No Brasil, a OAB pratica o voto em lista desde a sua instituição. Nela, vota-se em chapas batidas, conforme a maior ou menor identificação do advogado com as propostas de cada uma, ou com os membros que integram cada uma delas. Não há como considerar ser essa prática antidemocrática, ou que suprima qualquer direito fundamental dos eleitores. Mínima dúvida houvesse nesse sentido, por se tratar da classe de defensores institucionais da cidadania, o STF já teria sido convocado para dirimir a polêmica.
Espanha, Portugal, Israel, a África do Sul redemocratizada e quase toda a Escandinávia adotam o sistema de listas. Jamais se ouviu em nenhum desses locais que “a vontade do eleitor” foi desrespeitada ou que minorias se viram mal representadas.
A Alemanha elege deputados por sistema misto, parte distrital e parte proporcional. O voto proporcional lá é por lista fechada. Alguém dirá que o sistema alemão é menos democrático por conta disso?
O novo sistema proposto é perfeito? Claro que não. Mas a tentativa de sua adoção não pode ser combatida mediante objeções pueris, como o fato de que democracia pressuporia, como “cláusula pétrea”, o direito do eleitor de votar em pessoas. Ou que ele instituiria “oligarquias vitalícias”.

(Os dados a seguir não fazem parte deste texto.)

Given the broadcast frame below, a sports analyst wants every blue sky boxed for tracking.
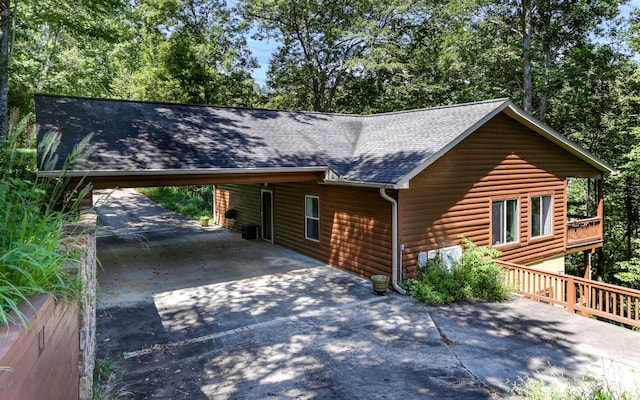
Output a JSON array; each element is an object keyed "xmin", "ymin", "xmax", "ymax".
[{"xmin": 247, "ymin": 0, "xmax": 640, "ymax": 86}]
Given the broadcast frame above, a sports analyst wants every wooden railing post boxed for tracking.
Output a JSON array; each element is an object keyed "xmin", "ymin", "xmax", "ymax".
[{"xmin": 565, "ymin": 275, "xmax": 576, "ymax": 313}]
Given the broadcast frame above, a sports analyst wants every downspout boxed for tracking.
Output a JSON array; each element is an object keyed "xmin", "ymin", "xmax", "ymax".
[{"xmin": 380, "ymin": 188, "xmax": 407, "ymax": 294}]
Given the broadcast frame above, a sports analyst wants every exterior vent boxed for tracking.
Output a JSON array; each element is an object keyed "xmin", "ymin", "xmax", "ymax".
[{"xmin": 440, "ymin": 246, "xmax": 462, "ymax": 268}]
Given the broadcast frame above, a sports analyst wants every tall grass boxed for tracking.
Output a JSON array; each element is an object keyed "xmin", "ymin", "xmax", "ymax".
[
  {"xmin": 0, "ymin": 112, "xmax": 86, "ymax": 324},
  {"xmin": 405, "ymin": 237, "xmax": 515, "ymax": 305}
]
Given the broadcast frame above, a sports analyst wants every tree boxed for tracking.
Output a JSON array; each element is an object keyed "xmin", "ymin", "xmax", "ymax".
[
  {"xmin": 481, "ymin": 0, "xmax": 626, "ymax": 121},
  {"xmin": 0, "ymin": 0, "xmax": 123, "ymax": 137},
  {"xmin": 114, "ymin": 0, "xmax": 257, "ymax": 106},
  {"xmin": 245, "ymin": 0, "xmax": 407, "ymax": 111},
  {"xmin": 0, "ymin": 0, "xmax": 11, "ymax": 142}
]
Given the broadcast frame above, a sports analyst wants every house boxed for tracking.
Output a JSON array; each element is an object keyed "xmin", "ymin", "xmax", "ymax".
[{"xmin": 36, "ymin": 95, "xmax": 613, "ymax": 287}]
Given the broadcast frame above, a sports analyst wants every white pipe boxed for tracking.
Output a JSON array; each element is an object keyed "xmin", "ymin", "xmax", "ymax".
[{"xmin": 380, "ymin": 188, "xmax": 407, "ymax": 294}]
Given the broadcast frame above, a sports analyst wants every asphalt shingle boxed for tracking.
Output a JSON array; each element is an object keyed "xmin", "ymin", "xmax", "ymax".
[{"xmin": 36, "ymin": 95, "xmax": 508, "ymax": 183}]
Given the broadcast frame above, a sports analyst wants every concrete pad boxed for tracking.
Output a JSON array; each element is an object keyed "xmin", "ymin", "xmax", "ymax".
[
  {"xmin": 97, "ymin": 192, "xmax": 640, "ymax": 399},
  {"xmin": 429, "ymin": 299, "xmax": 640, "ymax": 395},
  {"xmin": 98, "ymin": 267, "xmax": 491, "ymax": 399}
]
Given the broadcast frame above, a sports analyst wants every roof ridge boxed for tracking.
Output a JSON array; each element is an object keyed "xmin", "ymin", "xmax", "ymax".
[
  {"xmin": 35, "ymin": 93, "xmax": 363, "ymax": 118},
  {"xmin": 361, "ymin": 97, "xmax": 511, "ymax": 118}
]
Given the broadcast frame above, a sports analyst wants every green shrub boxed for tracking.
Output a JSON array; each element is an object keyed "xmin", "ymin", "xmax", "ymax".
[
  {"xmin": 510, "ymin": 367, "xmax": 640, "ymax": 400},
  {"xmin": 0, "ymin": 113, "xmax": 88, "ymax": 324},
  {"xmin": 138, "ymin": 186, "xmax": 213, "ymax": 219},
  {"xmin": 405, "ymin": 238, "xmax": 514, "ymax": 305}
]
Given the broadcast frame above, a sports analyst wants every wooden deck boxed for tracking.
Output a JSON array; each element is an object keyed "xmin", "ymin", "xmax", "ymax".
[
  {"xmin": 497, "ymin": 260, "xmax": 640, "ymax": 327},
  {"xmin": 567, "ymin": 217, "xmax": 602, "ymax": 253}
]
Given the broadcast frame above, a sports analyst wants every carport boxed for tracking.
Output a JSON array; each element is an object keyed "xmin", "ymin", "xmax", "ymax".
[
  {"xmin": 36, "ymin": 96, "xmax": 640, "ymax": 399},
  {"xmin": 96, "ymin": 189, "xmax": 489, "ymax": 399},
  {"xmin": 94, "ymin": 189, "xmax": 332, "ymax": 308}
]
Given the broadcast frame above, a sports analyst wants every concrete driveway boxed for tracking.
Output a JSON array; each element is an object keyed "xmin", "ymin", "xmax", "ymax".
[{"xmin": 98, "ymin": 191, "xmax": 640, "ymax": 399}]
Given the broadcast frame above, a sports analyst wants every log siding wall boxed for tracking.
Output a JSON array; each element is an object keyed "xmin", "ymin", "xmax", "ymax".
[
  {"xmin": 215, "ymin": 182, "xmax": 391, "ymax": 277},
  {"xmin": 399, "ymin": 115, "xmax": 599, "ymax": 272}
]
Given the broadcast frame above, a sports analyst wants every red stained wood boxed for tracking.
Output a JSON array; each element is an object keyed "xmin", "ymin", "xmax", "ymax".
[
  {"xmin": 0, "ymin": 295, "xmax": 80, "ymax": 400},
  {"xmin": 216, "ymin": 182, "xmax": 391, "ymax": 277},
  {"xmin": 398, "ymin": 115, "xmax": 600, "ymax": 270}
]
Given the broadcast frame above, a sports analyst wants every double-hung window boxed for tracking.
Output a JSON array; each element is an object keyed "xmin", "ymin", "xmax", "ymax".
[
  {"xmin": 304, "ymin": 196, "xmax": 320, "ymax": 242},
  {"xmin": 531, "ymin": 195, "xmax": 553, "ymax": 238},
  {"xmin": 491, "ymin": 199, "xmax": 520, "ymax": 246}
]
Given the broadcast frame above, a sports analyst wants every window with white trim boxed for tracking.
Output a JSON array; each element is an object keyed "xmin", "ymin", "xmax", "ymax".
[
  {"xmin": 491, "ymin": 199, "xmax": 520, "ymax": 246},
  {"xmin": 531, "ymin": 195, "xmax": 553, "ymax": 238},
  {"xmin": 304, "ymin": 196, "xmax": 320, "ymax": 242}
]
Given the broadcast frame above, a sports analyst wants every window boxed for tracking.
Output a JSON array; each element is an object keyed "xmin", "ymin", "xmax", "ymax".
[
  {"xmin": 491, "ymin": 199, "xmax": 519, "ymax": 246},
  {"xmin": 531, "ymin": 195, "xmax": 553, "ymax": 238},
  {"xmin": 304, "ymin": 196, "xmax": 320, "ymax": 242}
]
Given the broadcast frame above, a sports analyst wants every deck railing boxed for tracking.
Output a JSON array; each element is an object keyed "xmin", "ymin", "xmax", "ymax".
[
  {"xmin": 567, "ymin": 217, "xmax": 602, "ymax": 248},
  {"xmin": 497, "ymin": 261, "xmax": 640, "ymax": 327}
]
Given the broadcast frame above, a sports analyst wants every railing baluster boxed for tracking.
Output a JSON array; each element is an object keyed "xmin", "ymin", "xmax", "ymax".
[{"xmin": 498, "ymin": 261, "xmax": 640, "ymax": 327}]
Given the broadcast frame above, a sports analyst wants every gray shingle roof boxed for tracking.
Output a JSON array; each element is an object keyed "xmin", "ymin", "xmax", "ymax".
[{"xmin": 36, "ymin": 95, "xmax": 608, "ymax": 184}]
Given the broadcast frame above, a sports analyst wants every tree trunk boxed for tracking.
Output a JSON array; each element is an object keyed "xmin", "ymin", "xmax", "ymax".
[
  {"xmin": 624, "ymin": 177, "xmax": 634, "ymax": 260},
  {"xmin": 538, "ymin": 49, "xmax": 551, "ymax": 122},
  {"xmin": 0, "ymin": 0, "xmax": 11, "ymax": 141},
  {"xmin": 521, "ymin": 0, "xmax": 533, "ymax": 114}
]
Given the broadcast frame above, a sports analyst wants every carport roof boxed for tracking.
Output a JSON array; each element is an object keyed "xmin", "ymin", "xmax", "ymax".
[{"xmin": 36, "ymin": 94, "xmax": 613, "ymax": 187}]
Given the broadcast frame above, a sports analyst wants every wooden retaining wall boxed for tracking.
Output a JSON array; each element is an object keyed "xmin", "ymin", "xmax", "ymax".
[
  {"xmin": 0, "ymin": 213, "xmax": 96, "ymax": 400},
  {"xmin": 0, "ymin": 295, "xmax": 80, "ymax": 400}
]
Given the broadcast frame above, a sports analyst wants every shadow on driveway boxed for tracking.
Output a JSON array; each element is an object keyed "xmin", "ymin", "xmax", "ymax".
[{"xmin": 92, "ymin": 189, "xmax": 640, "ymax": 399}]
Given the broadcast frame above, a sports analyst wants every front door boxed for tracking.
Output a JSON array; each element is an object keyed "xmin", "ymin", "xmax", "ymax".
[{"xmin": 260, "ymin": 190, "xmax": 273, "ymax": 243}]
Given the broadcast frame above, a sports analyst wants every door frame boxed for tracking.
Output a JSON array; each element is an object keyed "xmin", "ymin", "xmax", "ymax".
[{"xmin": 260, "ymin": 189, "xmax": 273, "ymax": 243}]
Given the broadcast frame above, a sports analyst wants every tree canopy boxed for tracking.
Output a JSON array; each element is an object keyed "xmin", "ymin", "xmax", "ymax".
[{"xmin": 0, "ymin": 0, "xmax": 640, "ymax": 285}]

Primeiro, essa garantia de representatividade pelo voto individual é ilusória. Pela mecânica de coligações, alguém que vote no candidato A pode em verdade ajudar a eleger o candidato B, a quem não conhece e que pode até ter posições e valores políticos totalmente distintos do candidato votado. Não me lembro de ninguém que tenha protestado contra essa aberração. Aliás, vale indagar: se o voto individual é tão sagrado, como explicar que nosso sistema eleitoral aceite o voto de legenda há decênios, na verdade desde o Código Eleitoral de 1932? Como admitir essa inominável “traição” ao direito de o eleitor “eleger pessoas”? E há mais. Dois meses depois de uma eleição, o que é confirmado pelas pesquisas (as mais importantes são as de Alberto Almeida, da IPSOS), os eleitores já não se lembram em quem votaram. Que “representatividade” é essa?
Curiosamente, ninguém lembrou também que mensaleiros, sanguessugas, gafanhotos e navalheiros existem em boa parte porque nosso sistema é de voto individual. E continuarão a existir enquanto isso não mudar, pois bicheiros, traficantes e empresários corruptores sempre garantirão a recondução de desqualificados que lhes convenham. Já num sistema de lista fechada, qualquer partido pensaria duas vezes antes de incluir na sua lista ladrões públicos ou “figurinhas carimbadas” da corrupção e da falta de decoro. O motivo? Enfiar no seu cesto uma ou mais maçãs podres representaria suicídio político. Eliminado, o mal não seria. Mas já diminuiria bastante. E tornaria as coisas bem mais transparentes.
A lista fechada pode criar feudos partidários? Sim, pode – mas não mais do que já existe hoje. E isso se resolveria de maneira fácil. Basta que a atividade política deixe de ser feita em gabinetes e passe a ser (o que jamais foi entre nós) efetivamente partidária. A lista fechada obrigaria todo o universo partidário nacional a se tornar real. Ou o partido se assume, ganha identidade e adquire seiva interna, no município, no Estado e em plano nacional, ou desaparece. Com a continuidade do voto individual, isso é totalmente irrealizável. Um último lembrete: ninguém tem a pretensão, na reforma política, de ser onisciente ou dono da verdade. A idéia é implantar o novo sistema, testa-lo em 2008, 2010 e 2012, após o que ele será avaliado pelo povo num referendo em 2013. Vale investir nessa aposta.